Oregano (Origanum spp.) Sprawling plant with leaves much coarser than sweet marjoram; 18 to 24 inches Perennial Leaves in soups, stews, salads
Tarragon (Artemisia dracunculus var. sativa) Somewhat twisted, narrow, dark green leaves; 24 inches Perennial Leaves and stems are used fresh to flavor vinegar; Leaves in salads, fish, poultry dishes
Marjoram (Origanum majorana) Low growing with small, gray-green leaves on tough, woody stems with small, pale mauve to white flowers; 8 to 12 inches Annual Mostly used for beef, game, or poultry
Rosemary (Rosmarinus officinalis) Rugged, evergreen shrub; 36 inches Woody perennial Popular for veal, lamb, shellfish, and other meats, sauces, and soups
Sage (Salvia officinalis) Woody plant with oblong leaves that have a wooly, gray-green covering that is lighter on the bottom; 24 to 36 inches Woody perennial Leaves in dressing, eggs, fish, meat dishes
Peppermint (Mentha piperita) Spreading plant with numerous upright shoots; Dark green leaves are produced from reddish stems; 12 to 24 inches Perennial Leaves in fruit salads, cocktails, ice cream, and Lamb

How to Start

After deciding on which types of herbs to plant, the next thing you have to know is how to start and care for your chosen herb plant.

Seeds or Cuttings

Most herbs can be started using seeds, cuttings, or by means of division. Basil, chives, coriander, dill, oregano, parsley, sage, thyme can be started using seeds. You have to germinate the seeds first before transplanting them in separate containers. You can purchase different herb seeds in our store.

For perennials such as dill, oregano, peppermint, rosemary, sage, tarragon, thyme, you may propagate them using cuttings. This method is faster because all you need is to cut a branch and plant it in a potting mix. Cuttings will root after a few weeks.
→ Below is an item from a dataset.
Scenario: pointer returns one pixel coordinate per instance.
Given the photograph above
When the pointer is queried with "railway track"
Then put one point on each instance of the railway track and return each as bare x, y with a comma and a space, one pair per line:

Division of plants like chives, oregano, peppermint, tarragon, thyme can also be done. Once the plant gets thick and has created a large clump, you can divide them into smaller portions and plant them separately. This method is the easiest since the roots remain intact.


Different herbs have varying potting mix requirements. Basil and peppermint require moist soil

while chives and thyme prefer it dry. For coriander, dill, and oregano, a rich and well-drained soil is necessary. Parsley prefers its soil to be rich and moist but for tarragon, it must be rich and dry. Rosemary and sage need dry and well-drained soil.

Most herbs thrive in a soil pH ranging from 6.5 to 7. Rosemary prefers alkaline soil.


Another essential factor to consider is the light requirement of each herb plant. Basil, coriander, dill, rosemary, sage, tarragon, and thyme are sun-loving plants. They prefer exposure to bright light. If kept indoors, make sure to place it in a location where light is abundant.

Chives, dill, oregano, parsley, and peppermint will do well in light shade. One indication that your herb is not receiving enough light is the yellowing of its leaves.


Most herbs require a low to medium amount of water. Watering should be kept in moderation. Ensure good drainage in container pots to avoid waterlogging. Wet and soggy soil will cause root rot.

Marjoram, oregano, sage, and thyme should dry out slightly between waterings. Never allow the soil to dry before watering rosemary.


Herbs require a very little amount of fertilizer. If the potting mix is well-amended with organic matter, your herbs will most likely thrive without additional fertilizer.

If you wish to add fertilizer, make sure to keep it in a low dose by diluting it with water if it is liquid-based. Always follow the instructions on the label of the product you’re using. Apply the diluted fertilizer every six weeks or as needed.